Этот проект, увы, не следует воспринимать всерьез. Это субъективные и политизированные суждения; благонамеренные люди со схожими ценностями могут прийти к совершенно разным выводам. Более того, они могут совершенно по-разному оценивать порог отрицания. Возможно, в минимализме Арендт есть что-то общее. Рассказывая о немецком сержанте, который помогал еврейским партизанам (и был арестован и казнен), она спрашивает: почему таких людей, как он, было так мало, и что изменилось бы, если бы их было больше? «В условиях террора большинство людей подчинятся, но некоторые нет, точно так же, как урок стран, на которые было распространено «Окончательное решение», состоит в том, что «это могло произойти» в большинстве мест, но это произошло не везде. С человеческой точки зрения, большего и не требуется, и большего нельзя требовать»[496].
Есть и политические философы, которые стремятся к большему. Герас воспринимает спасателей в оккупированной Европе как образ альтернативного этического ландшафта: представьте себе, спрашивает он, моральную культуру, пропитанную чувством ответственности за безопасность других[497]. Может ли существовать глобальное сообщество, в котором обязанность помогать другим в опасности или бедствии было мощным императивом? И где глубокий стыд из-за пассивности становится «эффективной мобилизующей нормой общественной жизни»?
Нам следует вообразить эти практические утопии. Но в то же время наша критика отрицания может быть слишком резкой и самодовольной. А наши ожидания признания – получить информацию, открыть глаза, не пройти мимо, не соответствовать, сделать что-нибудь, дать сигнал – слишком высоки. Если злые люди – те, кто планирует и осуществляет злодеяния или намеренно позволяет другим страдать – составляют ограниченное меньшинство, то же самое относится и к тем, у кого есть время, энергия и стремление посвятить свою жизнь делу защиты прав человека или облегчения человеческих страданий. Между ними находится подавляющее большинство обычных людей. Во многих обществах участие общественности затруднено просто вследствие обыденного каждодневного давления, связанного с элементарным выживанием. Большинство людей, в большинстве случаев, в большинстве обществ, больше заинтересованы в том, чтобы «творить жизнь», а не «творить историю»[498]. Их поддерживающая идеология – это то, что израильтяне красиво называют рош катан (буквально «маленькая голова»): вести себя сдержанно и не позволять себе слишком беспокоиться из-за серьезных проблем. Люди, которым посчастливилось посвятить свою жизнь гуманитарным делам (и получать разумную плату за интересную и высокооплачиваемую работу), могут попросить других «что-нибудь сделать». Но им (и их академическим попутчикам, таким как я) не следует требовать большего.
Но сколько стоит «что-нибудь»? Залакетт говорит: «Закон может требовать от обычного гражданина только того, чтобы он был законопослушным, но не героем»[499]. Но, несомненно, социальная справедливость заслуживает большего, чем закон. Есть такие состояния бытия, как высокая гражданственность, которые столь уж героические, но более чем просто законопослушные. Они не требуют необычайного героизма, но препятствуют обычному молчанию.
11
НА ПУТИ К КУЛЬТУРЕ ОТРИЦАНИЯ?
Проект «преодоления отрицания» оказывается более сложным и странным, чем я себе представлял. «И познаете истину, и истина сделает вас свободными» (Евангелие от Иоанна, 8:32).
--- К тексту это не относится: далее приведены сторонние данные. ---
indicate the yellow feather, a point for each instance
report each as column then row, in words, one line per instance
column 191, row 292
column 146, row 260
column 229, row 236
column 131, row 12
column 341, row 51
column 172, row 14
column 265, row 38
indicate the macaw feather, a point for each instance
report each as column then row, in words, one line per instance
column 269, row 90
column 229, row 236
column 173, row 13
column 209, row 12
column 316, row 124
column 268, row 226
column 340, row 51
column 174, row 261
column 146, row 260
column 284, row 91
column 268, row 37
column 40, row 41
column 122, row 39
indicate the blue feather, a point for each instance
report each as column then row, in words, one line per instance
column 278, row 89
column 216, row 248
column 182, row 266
Но что это за истина, которую следует признавать, а не отрицать? И каким образом это сделает нас свободными? А как насчет разницы между абсолютной ценностью высказывания правды как самоцели и ее инструментальной ценностью как средства достижения социальной справедливости?
Мы уже знаем некоторые из поджидающих нас сложностей. Например, таковой является идея о том, что личное отрицание может быть функциональным и здоровым. Однако тезис здорового отрицания вряд ли применим к целым обществам, сталкивающимся с риском и опасностью. Нет ничего позитивного в том, что общество отрицает наличие у него проблемы СПИДа, или в неспособности международного сообщества распознать ранние признаки геноцида и других массовых бедствий.
496
Hannah Arendt, Eichmann in Jerusalem: A Report on the Banality of Evil (New York: Penguin USA, 1994; orig. edn, 1965), 233.
497
Norman Geras, The Contract of Mutual Indifference: Political Philosophy after the Holocaust (London: Verso, 1998), 57–60.
498
Richard Flacks, Making History: The Radical Tradition in American Life (New York: Columbia University Press, 1988).
499
José Zalaquett, «Discussion», in Alex Boraine et al. (eds), Dealing with the Past: Truth and Reconciliation in South Africa (Cape Town: IDASA, 1994), 105.